Zahir Ajuz
06 Juillet 2016•Mise à jour: 06 Juillet 2016
AA / Istanbul / Zahir Ajuz
Le président turc Recep Tayyip Erdogan a dit que "l’organisation terroriste de Daech qui instrumentalise la religion islamique a poussé l’outrecuidance jusqu’à attaquer la sainte mosquée du Prophète", qualifiant ladite organisation de «poignard qui transperce le cœur des Musulmans».
Le président turc commentait, les attentats terroristes qui ont secoué, au cours des derniers jours, plusieurs pays musulmans, dont l’Arabie saoudite.
Erdogan prononçait une allocution au cours d’une cérémonie organisée, mardi, au Centre des Conférences de la ville d’Istanbul, à l’occasion de la célébration de la fête de l’Aid el-Fitr.
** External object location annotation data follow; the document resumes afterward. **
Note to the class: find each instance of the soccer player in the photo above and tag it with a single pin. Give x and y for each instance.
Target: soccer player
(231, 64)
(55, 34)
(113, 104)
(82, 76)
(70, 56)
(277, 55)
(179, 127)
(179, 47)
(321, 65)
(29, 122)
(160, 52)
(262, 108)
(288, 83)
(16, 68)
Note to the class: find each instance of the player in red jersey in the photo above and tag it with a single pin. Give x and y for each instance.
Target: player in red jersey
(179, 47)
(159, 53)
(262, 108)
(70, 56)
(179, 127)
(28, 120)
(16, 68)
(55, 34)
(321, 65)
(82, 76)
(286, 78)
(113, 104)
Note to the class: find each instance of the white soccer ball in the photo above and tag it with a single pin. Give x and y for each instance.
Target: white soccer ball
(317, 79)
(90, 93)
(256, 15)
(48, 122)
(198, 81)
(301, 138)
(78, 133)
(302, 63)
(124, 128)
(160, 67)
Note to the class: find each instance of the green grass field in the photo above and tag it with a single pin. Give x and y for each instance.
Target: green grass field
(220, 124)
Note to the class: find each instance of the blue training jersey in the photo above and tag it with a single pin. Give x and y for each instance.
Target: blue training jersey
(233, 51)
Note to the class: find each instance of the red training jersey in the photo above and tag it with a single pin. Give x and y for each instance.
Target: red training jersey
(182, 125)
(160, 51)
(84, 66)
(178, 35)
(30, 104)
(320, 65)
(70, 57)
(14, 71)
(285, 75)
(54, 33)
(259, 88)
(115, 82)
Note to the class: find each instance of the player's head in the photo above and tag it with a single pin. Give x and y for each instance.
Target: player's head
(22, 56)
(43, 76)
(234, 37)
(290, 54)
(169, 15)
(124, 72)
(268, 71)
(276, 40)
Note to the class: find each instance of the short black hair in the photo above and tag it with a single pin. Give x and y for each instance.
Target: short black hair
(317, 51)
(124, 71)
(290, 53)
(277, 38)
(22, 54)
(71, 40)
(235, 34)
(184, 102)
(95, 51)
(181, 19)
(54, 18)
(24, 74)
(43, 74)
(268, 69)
«Une quelconque partie qui soutiendrait Daech sous le prétexte de l'intolérance sectaire ou en raison d’autres allégations, st considérée comme partenaire de l’organisation dans ses crimes perpétrés», a-t-il ajouté.
«Les organisations terroristes (PKK, PYD, Daech) ont commis des opérations terroristes dans notre pays et dans le monde islamique au cours du mois béni du Ramadan, ils ont provoqué l’effusion du sang des innocents et les derniers actes terroristes perpétrés à Istanbul en Irak, à Djeddah et à Médine nous ont causés une grande tristesse », a-t-il poursuivi.
«Les Musulmans font face à trois grands drames, en l’occurrence, l’intolérance sectaire, la discrimination ethnique et le terrorisme », a dit Erdogan, critiquant à ce propos certains partis politiques qui se disent représentatifs des Kurdes en Turquie.
Concernant la lutte contre l’organisation terroriste du PKK, Erdogan a relevé que les forces de sécurité, qui ont payé un tribut de 600 martyrs, sont parvenues à éliminer plus de sept mille terroristes dans plusieurs régions du Sud et de l’Est du pays.
«Les opérations se poursuivront jusqu’à l’éradication de cette organisation », a-t-il lancé.
S’agissant de la naturalisation des réfugiés syriens présents sur le sol turc, Erdogan a critique certains hommes politiques turcs qui s’opposent à cette mesure.
«Certains hommes politiques estiment que l’octroi de la nationalité [aux Syriens] n’est pas une chose simple, je leur dis que nous allons naturaliser ces opprimés à travers une action coordonnée avec notre gouvernement, dès lors que parmi eux figurent des gens hautement qualifiés », a-t-il conclu.